Seasoning: Jiang Mo, minced garlic, vinegar, bean paste, salt, sugar and sesame oil.
Practice: 1. Wash bamboo shoots and sweet red peppers and slice them; The cucumber is smashed with a knife and cut into sections; After soaking the fungus, tear it into small flowers and blanch it with boiling water. 2. Mix vinegar, sugar, sesame oil, soybean paste, salt, minced garlic and Jiang Mo to make sauce. 3. Put the bamboo shoots, red sweet pepper slices, cucumber segments and auricularia into the dish, add the sauce and mix well, and marinate for about 20 minutes.
4. Stir-fried dried tofu five diced materials: 250 grams of dried tofu, 50 grams of winter bamboo shoots (peeled winter bamboo shoots), 25 grams of water-soaked mushrooms, 50 grams of carrots and 50 grams of cucumbers. Seasoning: chopped green onion, Jiang Mo, cooking wine, salt, sesame oil and monosodium glutamate.
Practice: 1. Wash dried tofu and winter bamboo shoots; The mushrooms are pedicled and washed; Peel and wash carrots; Wash the cucumber clean. Cut all the above materials into pieces, blanch the winter bamboo shoots and carrots in a boiling water pot, take them out, and control the water to dry for later use. 2. After the oil is heated, add chopped green onion and Jiang Mo, stir fry, add dried bean curd, diced mushrooms, diced winter bamboo shoots, diced carrots and diced cucumbers, add cooking wine, salt and monosodium glutamate to taste, and pour sesame oil to take it out.

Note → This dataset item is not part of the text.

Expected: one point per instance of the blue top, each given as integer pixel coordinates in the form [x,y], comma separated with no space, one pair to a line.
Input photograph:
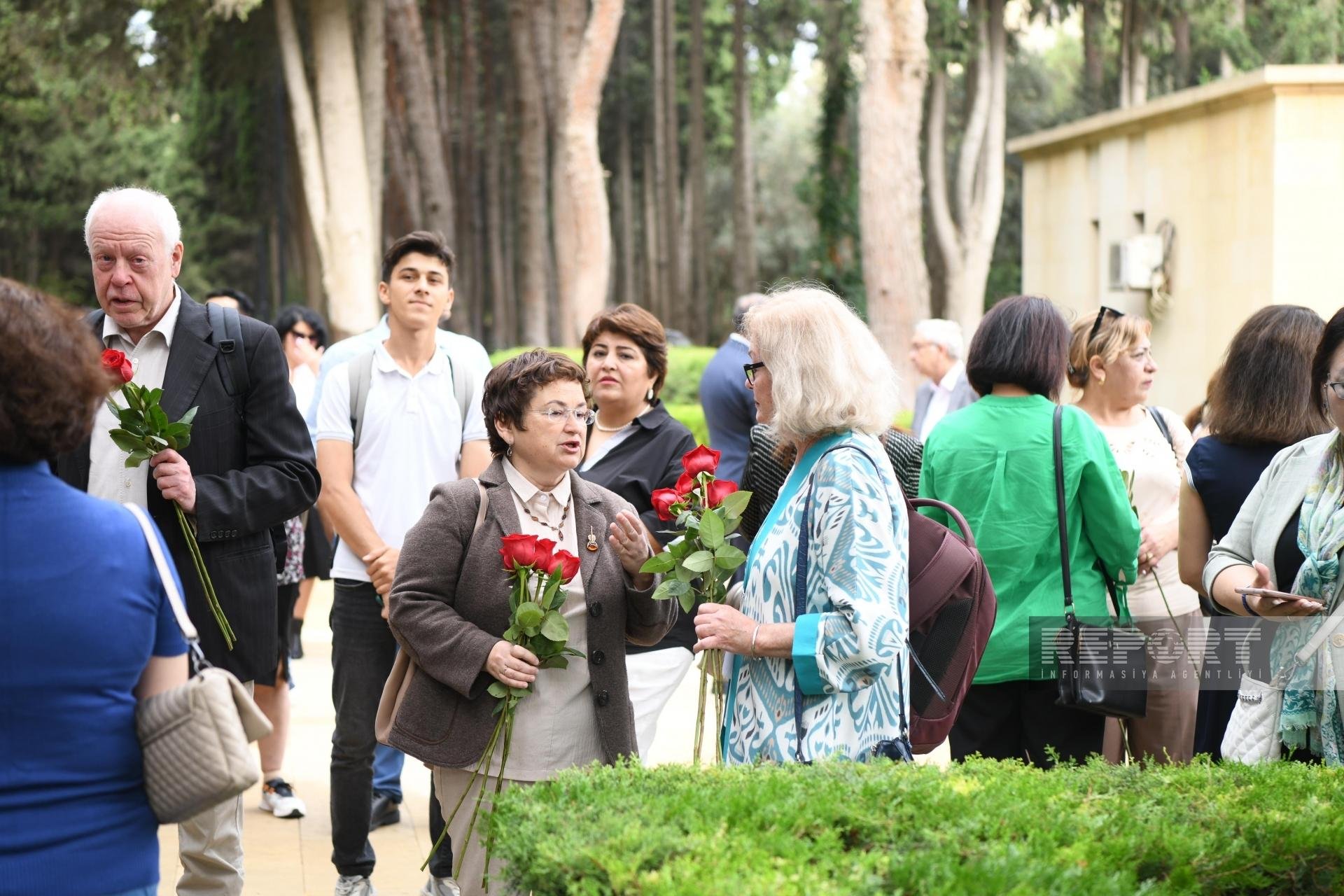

5. Fried ham with tofu Material: tofu 250g, ham 100g. Seasoning: chopped green onion, Jiang Mo, salt, monosodium glutamate and water starch.
Practice: 1. Tofu is cut into pieces 0.7 cm thick and 3 cm square, and ham is cut into pieces of the same size. 2. Put the pot on the fire, add water to boil, put it in the tofu, boil it, take it out and put it in a cold water basin, and then drain the tofu. Dry the pan and drain the oil. When the oil is hot, add chopped green onion and Jiang Mo, add tofu slices, ham slices and salt, stir well, and thicken with water starch.